PsLoggedOn v1.34

Introduction

You can determine who is using resources on your local computer with the “net” command (“net session”), however, there is no built-in way to determine who is using the resources of a remote computer. In addition, NT comes with no tools to see who is logged onto a computer, either locally or remotely. PsLoggedOn is an applet that displays both the locally logged on users and users logged on via resources for either the local computer, or a remote one. If you specify a user name instead of a computer, PsLoggedOn searches the computers in the network neighborhood and tells you if the user is currently logged on.

PsLoggedOn‘s definition of a locally logged on user is one that has their profile loaded into the Registry, so PsLoggedOn determines who is logged on by scanning the keys under the HKEY_USERS key. For each key that has a name that is a user SID (security Identifier), PsLoggedOn looks up the corresponding user name and displays it. To determine who is logged onto a computer via resource shares, PsLoggedOn uses the NetSessionEnum API. Note that PsLoggedOn will show you as logged on via resource share to remote computers that you query because a logon is required for PsLoggedOn to access the Registry of a remote system.

Installation

Just copy PsLoggedOn onto your executable path, and type “psloggedon”.

Using PsLoggedOn

Usage: psloggedon [- ] [-l] [-x] [\computername | username]

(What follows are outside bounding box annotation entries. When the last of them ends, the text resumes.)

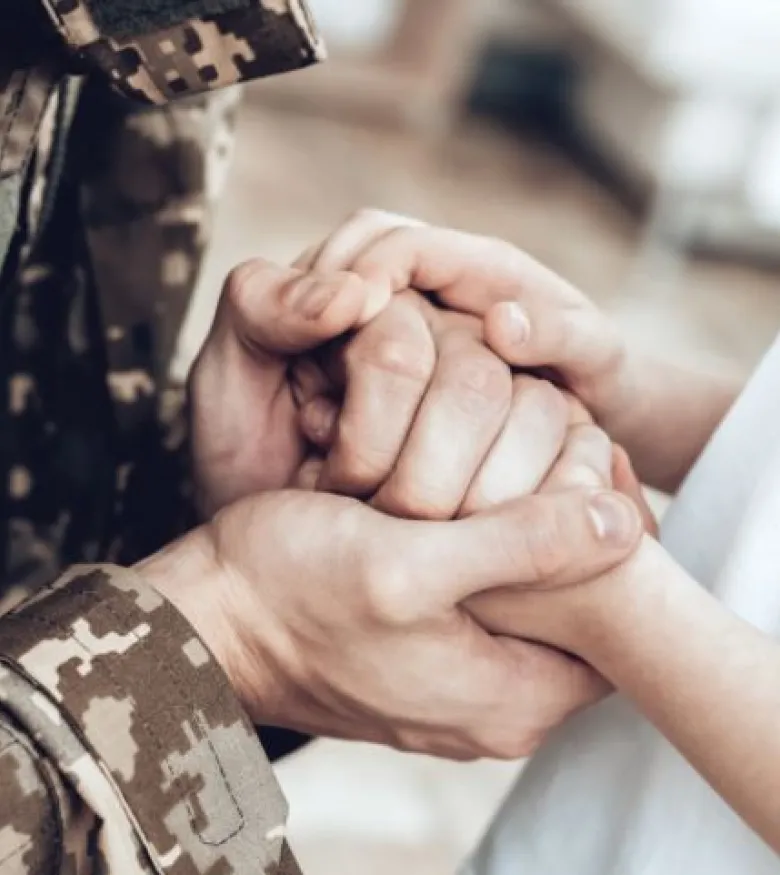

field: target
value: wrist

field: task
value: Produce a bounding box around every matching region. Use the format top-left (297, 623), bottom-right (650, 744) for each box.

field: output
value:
top-left (576, 537), bottom-right (701, 687)
top-left (134, 527), bottom-right (266, 722)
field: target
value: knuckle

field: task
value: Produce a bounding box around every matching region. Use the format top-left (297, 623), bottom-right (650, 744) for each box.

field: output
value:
top-left (365, 556), bottom-right (420, 629)
top-left (520, 377), bottom-right (569, 428)
top-left (381, 477), bottom-right (457, 522)
top-left (445, 350), bottom-right (512, 414)
top-left (481, 722), bottom-right (547, 761)
top-left (346, 207), bottom-right (391, 225)
top-left (331, 430), bottom-right (393, 494)
top-left (510, 501), bottom-right (567, 583)
top-left (346, 335), bottom-right (435, 384)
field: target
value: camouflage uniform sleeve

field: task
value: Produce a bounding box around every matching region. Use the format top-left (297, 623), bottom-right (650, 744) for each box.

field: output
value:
top-left (35, 0), bottom-right (324, 104)
top-left (0, 567), bottom-right (299, 875)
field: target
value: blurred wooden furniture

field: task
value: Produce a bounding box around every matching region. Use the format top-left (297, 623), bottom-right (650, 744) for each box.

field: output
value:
top-left (253, 0), bottom-right (489, 135)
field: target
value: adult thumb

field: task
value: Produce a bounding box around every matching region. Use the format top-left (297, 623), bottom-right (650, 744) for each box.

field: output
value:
top-left (407, 489), bottom-right (643, 606)
top-left (222, 258), bottom-right (368, 354)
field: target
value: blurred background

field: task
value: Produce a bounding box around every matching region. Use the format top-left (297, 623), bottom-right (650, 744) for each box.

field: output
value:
top-left (181, 0), bottom-right (780, 875)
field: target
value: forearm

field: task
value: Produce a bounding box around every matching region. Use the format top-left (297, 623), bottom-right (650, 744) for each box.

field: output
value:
top-left (583, 549), bottom-right (780, 851)
top-left (599, 356), bottom-right (742, 494)
top-left (0, 567), bottom-right (298, 875)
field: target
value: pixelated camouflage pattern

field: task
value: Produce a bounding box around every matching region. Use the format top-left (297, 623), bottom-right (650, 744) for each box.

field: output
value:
top-left (42, 0), bottom-right (323, 103)
top-left (0, 568), bottom-right (294, 875)
top-left (0, 0), bottom-right (321, 875)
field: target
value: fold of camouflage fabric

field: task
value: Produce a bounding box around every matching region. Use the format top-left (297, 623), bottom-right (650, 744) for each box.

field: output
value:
top-left (0, 0), bottom-right (323, 875)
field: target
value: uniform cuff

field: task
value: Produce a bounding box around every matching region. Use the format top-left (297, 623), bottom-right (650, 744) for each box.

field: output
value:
top-left (38, 0), bottom-right (324, 104)
top-left (0, 566), bottom-right (290, 873)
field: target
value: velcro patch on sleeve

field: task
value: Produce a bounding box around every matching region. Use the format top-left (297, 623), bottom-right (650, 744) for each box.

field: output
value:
top-left (85, 0), bottom-right (251, 40)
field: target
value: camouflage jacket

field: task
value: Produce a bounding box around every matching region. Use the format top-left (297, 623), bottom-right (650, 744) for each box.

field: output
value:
top-left (0, 0), bottom-right (320, 875)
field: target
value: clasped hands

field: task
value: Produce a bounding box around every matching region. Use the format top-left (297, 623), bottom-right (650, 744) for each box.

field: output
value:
top-left (141, 212), bottom-right (653, 759)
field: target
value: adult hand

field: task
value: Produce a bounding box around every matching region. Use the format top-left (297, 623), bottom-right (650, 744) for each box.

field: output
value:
top-left (293, 292), bottom-right (569, 520)
top-left (189, 259), bottom-right (369, 517)
top-left (297, 210), bottom-right (641, 431)
top-left (467, 423), bottom-right (657, 658)
top-left (140, 480), bottom-right (641, 759)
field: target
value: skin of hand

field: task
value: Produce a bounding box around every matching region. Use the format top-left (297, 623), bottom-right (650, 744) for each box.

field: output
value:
top-left (189, 253), bottom-right (566, 519)
top-left (138, 480), bottom-right (642, 759)
top-left (467, 512), bottom-right (780, 852)
top-left (297, 210), bottom-right (741, 492)
top-left (292, 292), bottom-right (656, 534)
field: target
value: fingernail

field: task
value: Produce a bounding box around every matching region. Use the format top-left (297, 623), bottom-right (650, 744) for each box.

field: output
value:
top-left (588, 492), bottom-right (637, 547)
top-left (301, 398), bottom-right (337, 444)
top-left (501, 301), bottom-right (531, 346)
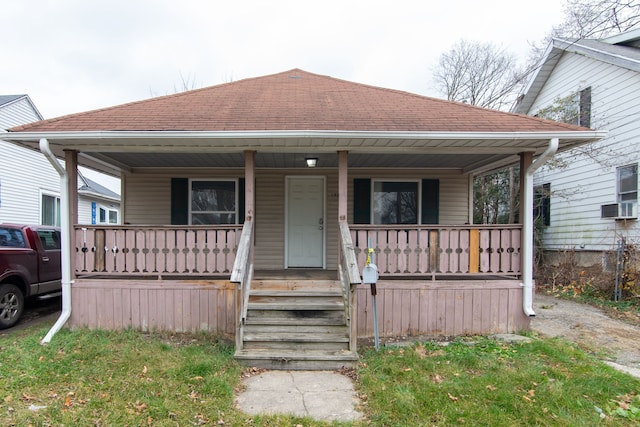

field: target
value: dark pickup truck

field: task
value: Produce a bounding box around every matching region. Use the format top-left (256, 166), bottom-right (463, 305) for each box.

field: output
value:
top-left (0, 224), bottom-right (62, 329)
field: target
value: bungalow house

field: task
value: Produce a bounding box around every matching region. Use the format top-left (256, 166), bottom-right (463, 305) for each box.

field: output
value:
top-left (3, 69), bottom-right (604, 369)
top-left (0, 95), bottom-right (120, 225)
top-left (514, 29), bottom-right (640, 267)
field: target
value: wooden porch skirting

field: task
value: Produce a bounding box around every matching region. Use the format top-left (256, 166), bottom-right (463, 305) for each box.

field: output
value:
top-left (356, 279), bottom-right (530, 338)
top-left (69, 278), bottom-right (237, 339)
top-left (69, 277), bottom-right (530, 339)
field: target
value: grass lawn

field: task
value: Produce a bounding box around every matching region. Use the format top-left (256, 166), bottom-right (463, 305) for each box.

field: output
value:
top-left (0, 328), bottom-right (640, 426)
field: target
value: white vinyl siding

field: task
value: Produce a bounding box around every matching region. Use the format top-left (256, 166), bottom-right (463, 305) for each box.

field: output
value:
top-left (529, 53), bottom-right (640, 250)
top-left (0, 141), bottom-right (60, 224)
top-left (0, 97), bottom-right (40, 130)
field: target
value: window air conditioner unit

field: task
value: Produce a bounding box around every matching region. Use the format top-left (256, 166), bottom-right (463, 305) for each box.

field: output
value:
top-left (600, 202), bottom-right (638, 219)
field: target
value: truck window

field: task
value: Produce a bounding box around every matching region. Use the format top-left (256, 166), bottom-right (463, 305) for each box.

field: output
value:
top-left (0, 227), bottom-right (27, 248)
top-left (38, 230), bottom-right (60, 251)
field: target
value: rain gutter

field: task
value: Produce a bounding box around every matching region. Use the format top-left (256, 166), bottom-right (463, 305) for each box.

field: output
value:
top-left (40, 138), bottom-right (71, 344)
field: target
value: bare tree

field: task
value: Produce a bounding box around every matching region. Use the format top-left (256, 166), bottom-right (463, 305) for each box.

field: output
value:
top-left (553, 0), bottom-right (640, 39)
top-left (433, 40), bottom-right (526, 110)
top-left (529, 0), bottom-right (640, 63)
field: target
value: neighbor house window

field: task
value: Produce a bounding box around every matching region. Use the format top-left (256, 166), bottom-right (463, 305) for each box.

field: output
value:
top-left (373, 181), bottom-right (419, 224)
top-left (617, 164), bottom-right (638, 202)
top-left (40, 194), bottom-right (60, 227)
top-left (533, 183), bottom-right (551, 225)
top-left (190, 180), bottom-right (238, 225)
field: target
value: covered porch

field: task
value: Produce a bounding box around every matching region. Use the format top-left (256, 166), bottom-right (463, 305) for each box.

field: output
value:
top-left (2, 69), bottom-right (603, 366)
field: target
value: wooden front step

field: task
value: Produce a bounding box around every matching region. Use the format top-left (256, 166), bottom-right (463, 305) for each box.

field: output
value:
top-left (235, 280), bottom-right (357, 369)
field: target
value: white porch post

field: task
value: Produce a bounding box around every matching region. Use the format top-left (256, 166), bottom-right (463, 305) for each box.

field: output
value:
top-left (520, 138), bottom-right (559, 316)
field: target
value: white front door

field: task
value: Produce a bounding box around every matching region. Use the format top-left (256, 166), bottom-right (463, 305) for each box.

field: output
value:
top-left (286, 177), bottom-right (325, 267)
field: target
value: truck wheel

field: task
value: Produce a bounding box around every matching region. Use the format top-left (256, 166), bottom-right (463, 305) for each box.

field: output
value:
top-left (0, 283), bottom-right (24, 329)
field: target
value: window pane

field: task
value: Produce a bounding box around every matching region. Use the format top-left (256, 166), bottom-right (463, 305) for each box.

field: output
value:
top-left (109, 211), bottom-right (118, 224)
top-left (191, 181), bottom-right (236, 212)
top-left (373, 181), bottom-right (418, 224)
top-left (42, 194), bottom-right (59, 225)
top-left (0, 228), bottom-right (27, 248)
top-left (618, 165), bottom-right (638, 202)
top-left (191, 213), bottom-right (236, 225)
top-left (38, 230), bottom-right (60, 251)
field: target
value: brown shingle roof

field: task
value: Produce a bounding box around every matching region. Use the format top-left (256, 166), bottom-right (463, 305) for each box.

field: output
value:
top-left (12, 69), bottom-right (585, 132)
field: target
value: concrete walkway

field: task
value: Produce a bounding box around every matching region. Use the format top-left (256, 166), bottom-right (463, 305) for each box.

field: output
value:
top-left (236, 371), bottom-right (362, 421)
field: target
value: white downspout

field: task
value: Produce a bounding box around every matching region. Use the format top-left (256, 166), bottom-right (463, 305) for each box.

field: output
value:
top-left (40, 138), bottom-right (71, 344)
top-left (521, 138), bottom-right (560, 317)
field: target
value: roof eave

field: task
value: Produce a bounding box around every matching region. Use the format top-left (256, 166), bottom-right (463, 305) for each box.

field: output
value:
top-left (0, 130), bottom-right (606, 144)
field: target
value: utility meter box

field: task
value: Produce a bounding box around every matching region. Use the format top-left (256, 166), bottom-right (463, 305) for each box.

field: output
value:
top-left (362, 263), bottom-right (378, 284)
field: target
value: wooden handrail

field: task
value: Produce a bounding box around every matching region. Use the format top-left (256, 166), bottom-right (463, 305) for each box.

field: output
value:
top-left (231, 220), bottom-right (253, 350)
top-left (231, 221), bottom-right (253, 283)
top-left (340, 221), bottom-right (362, 285)
top-left (338, 221), bottom-right (362, 353)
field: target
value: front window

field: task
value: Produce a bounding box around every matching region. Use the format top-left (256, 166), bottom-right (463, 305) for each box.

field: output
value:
top-left (40, 194), bottom-right (60, 227)
top-left (617, 164), bottom-right (638, 202)
top-left (190, 180), bottom-right (238, 225)
top-left (373, 181), bottom-right (419, 224)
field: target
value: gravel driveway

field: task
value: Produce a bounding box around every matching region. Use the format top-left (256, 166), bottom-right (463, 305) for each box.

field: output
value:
top-left (531, 294), bottom-right (640, 378)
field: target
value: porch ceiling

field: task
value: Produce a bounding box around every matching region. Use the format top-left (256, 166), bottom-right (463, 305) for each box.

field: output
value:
top-left (5, 131), bottom-right (604, 175)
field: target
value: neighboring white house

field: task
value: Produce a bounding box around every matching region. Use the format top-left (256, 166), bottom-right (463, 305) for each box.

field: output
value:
top-left (0, 95), bottom-right (120, 225)
top-left (515, 30), bottom-right (640, 265)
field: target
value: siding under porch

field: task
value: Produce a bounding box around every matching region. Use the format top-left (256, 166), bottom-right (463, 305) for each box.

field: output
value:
top-left (69, 271), bottom-right (529, 339)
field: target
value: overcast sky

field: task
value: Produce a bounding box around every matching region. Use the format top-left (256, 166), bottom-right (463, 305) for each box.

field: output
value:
top-left (0, 0), bottom-right (564, 118)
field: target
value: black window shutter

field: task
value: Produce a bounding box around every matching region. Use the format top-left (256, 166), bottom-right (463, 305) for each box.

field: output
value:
top-left (422, 179), bottom-right (440, 224)
top-left (171, 178), bottom-right (189, 225)
top-left (353, 178), bottom-right (371, 224)
top-left (238, 178), bottom-right (244, 224)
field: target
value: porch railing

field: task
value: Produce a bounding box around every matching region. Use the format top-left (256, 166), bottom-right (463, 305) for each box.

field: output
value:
top-left (349, 224), bottom-right (522, 276)
top-left (74, 225), bottom-right (242, 276)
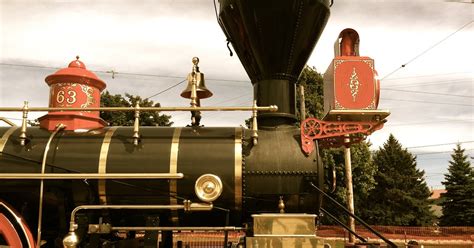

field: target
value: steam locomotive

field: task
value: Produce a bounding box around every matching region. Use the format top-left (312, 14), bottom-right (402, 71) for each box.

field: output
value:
top-left (0, 0), bottom-right (336, 247)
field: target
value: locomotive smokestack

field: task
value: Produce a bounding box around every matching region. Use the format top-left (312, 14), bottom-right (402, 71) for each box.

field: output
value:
top-left (219, 0), bottom-right (329, 125)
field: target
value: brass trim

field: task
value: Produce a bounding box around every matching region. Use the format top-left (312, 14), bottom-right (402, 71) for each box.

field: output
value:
top-left (69, 203), bottom-right (214, 232)
top-left (234, 127), bottom-right (242, 209)
top-left (111, 224), bottom-right (246, 231)
top-left (0, 201), bottom-right (34, 247)
top-left (0, 173), bottom-right (184, 180)
top-left (37, 123), bottom-right (66, 247)
top-left (169, 127), bottom-right (181, 223)
top-left (0, 126), bottom-right (20, 153)
top-left (0, 117), bottom-right (16, 127)
top-left (0, 105), bottom-right (278, 112)
top-left (97, 127), bottom-right (118, 205)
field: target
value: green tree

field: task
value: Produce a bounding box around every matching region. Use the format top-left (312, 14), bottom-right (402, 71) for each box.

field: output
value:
top-left (440, 144), bottom-right (474, 226)
top-left (100, 91), bottom-right (173, 126)
top-left (364, 135), bottom-right (434, 226)
top-left (296, 66), bottom-right (377, 223)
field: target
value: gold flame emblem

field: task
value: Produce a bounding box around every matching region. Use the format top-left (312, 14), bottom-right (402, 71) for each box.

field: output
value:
top-left (349, 67), bottom-right (360, 102)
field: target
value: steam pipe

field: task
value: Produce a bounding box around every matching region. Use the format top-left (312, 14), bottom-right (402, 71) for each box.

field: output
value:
top-left (36, 124), bottom-right (66, 247)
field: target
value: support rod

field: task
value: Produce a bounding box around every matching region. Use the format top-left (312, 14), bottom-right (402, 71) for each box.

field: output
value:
top-left (321, 208), bottom-right (367, 242)
top-left (309, 182), bottom-right (397, 247)
top-left (36, 124), bottom-right (66, 247)
top-left (344, 140), bottom-right (355, 243)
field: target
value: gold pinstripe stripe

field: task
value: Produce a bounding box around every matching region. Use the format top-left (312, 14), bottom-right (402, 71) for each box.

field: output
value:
top-left (234, 127), bottom-right (242, 209)
top-left (97, 127), bottom-right (117, 205)
top-left (170, 127), bottom-right (181, 223)
top-left (0, 127), bottom-right (20, 152)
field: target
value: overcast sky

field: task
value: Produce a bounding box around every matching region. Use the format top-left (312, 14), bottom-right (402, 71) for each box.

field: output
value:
top-left (0, 0), bottom-right (474, 188)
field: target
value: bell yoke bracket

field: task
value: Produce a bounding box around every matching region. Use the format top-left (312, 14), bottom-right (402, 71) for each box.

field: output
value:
top-left (301, 118), bottom-right (384, 155)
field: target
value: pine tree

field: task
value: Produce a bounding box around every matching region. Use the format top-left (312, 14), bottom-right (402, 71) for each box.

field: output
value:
top-left (364, 135), bottom-right (434, 226)
top-left (440, 144), bottom-right (474, 226)
top-left (100, 91), bottom-right (173, 126)
top-left (296, 66), bottom-right (377, 223)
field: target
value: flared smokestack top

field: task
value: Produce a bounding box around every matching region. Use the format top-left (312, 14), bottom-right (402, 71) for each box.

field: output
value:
top-left (219, 0), bottom-right (329, 125)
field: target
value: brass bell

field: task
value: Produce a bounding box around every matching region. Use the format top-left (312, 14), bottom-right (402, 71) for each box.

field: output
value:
top-left (181, 57), bottom-right (212, 99)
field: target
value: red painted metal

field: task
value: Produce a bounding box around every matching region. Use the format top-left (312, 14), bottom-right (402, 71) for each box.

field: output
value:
top-left (324, 28), bottom-right (380, 117)
top-left (0, 200), bottom-right (36, 248)
top-left (39, 57), bottom-right (107, 130)
top-left (301, 118), bottom-right (383, 154)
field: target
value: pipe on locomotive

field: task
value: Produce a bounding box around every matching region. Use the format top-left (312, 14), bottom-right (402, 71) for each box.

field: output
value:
top-left (61, 200), bottom-right (213, 248)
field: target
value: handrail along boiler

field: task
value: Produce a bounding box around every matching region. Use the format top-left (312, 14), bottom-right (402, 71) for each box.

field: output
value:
top-left (0, 0), bottom-right (388, 247)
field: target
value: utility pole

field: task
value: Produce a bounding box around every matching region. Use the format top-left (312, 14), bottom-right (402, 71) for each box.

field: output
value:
top-left (344, 135), bottom-right (355, 243)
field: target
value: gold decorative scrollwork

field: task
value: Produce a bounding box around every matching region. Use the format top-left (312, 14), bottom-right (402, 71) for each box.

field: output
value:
top-left (81, 84), bottom-right (95, 108)
top-left (349, 67), bottom-right (360, 102)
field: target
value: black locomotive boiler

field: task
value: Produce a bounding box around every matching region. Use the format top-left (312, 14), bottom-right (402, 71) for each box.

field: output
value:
top-left (0, 0), bottom-right (329, 247)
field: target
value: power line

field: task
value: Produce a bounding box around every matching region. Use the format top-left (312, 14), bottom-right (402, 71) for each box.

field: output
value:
top-left (415, 149), bottom-right (474, 156)
top-left (382, 88), bottom-right (474, 98)
top-left (381, 21), bottom-right (473, 80)
top-left (381, 98), bottom-right (474, 107)
top-left (145, 78), bottom-right (186, 99)
top-left (384, 79), bottom-right (472, 88)
top-left (387, 120), bottom-right (473, 127)
top-left (406, 140), bottom-right (474, 149)
top-left (385, 72), bottom-right (471, 81)
top-left (0, 63), bottom-right (250, 83)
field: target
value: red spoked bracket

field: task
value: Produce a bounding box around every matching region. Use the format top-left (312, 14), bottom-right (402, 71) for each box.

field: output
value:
top-left (301, 118), bottom-right (383, 154)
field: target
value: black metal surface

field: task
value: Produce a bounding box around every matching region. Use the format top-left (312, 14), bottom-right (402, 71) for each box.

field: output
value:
top-left (218, 0), bottom-right (329, 122)
top-left (105, 127), bottom-right (176, 205)
top-left (178, 127), bottom-right (241, 226)
top-left (243, 126), bottom-right (323, 214)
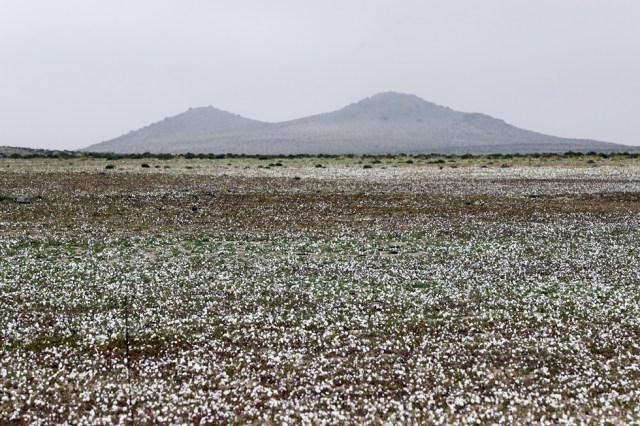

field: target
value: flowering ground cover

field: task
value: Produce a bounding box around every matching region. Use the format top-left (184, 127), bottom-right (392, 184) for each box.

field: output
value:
top-left (0, 157), bottom-right (640, 424)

Displays the supported options and the units of measurement used for output values.
-l Shows only local logons instead of both local and network resource logons.
-x Don’t show logon times.
\\computername Specifies the name of the computer for which to list logon information.
username If you specify a user name PsLoggedOn searches the network for computers to which that user is logged on. This is useful if you want to ensure that a particular user is not logged on when you are about to change their user profile configuration.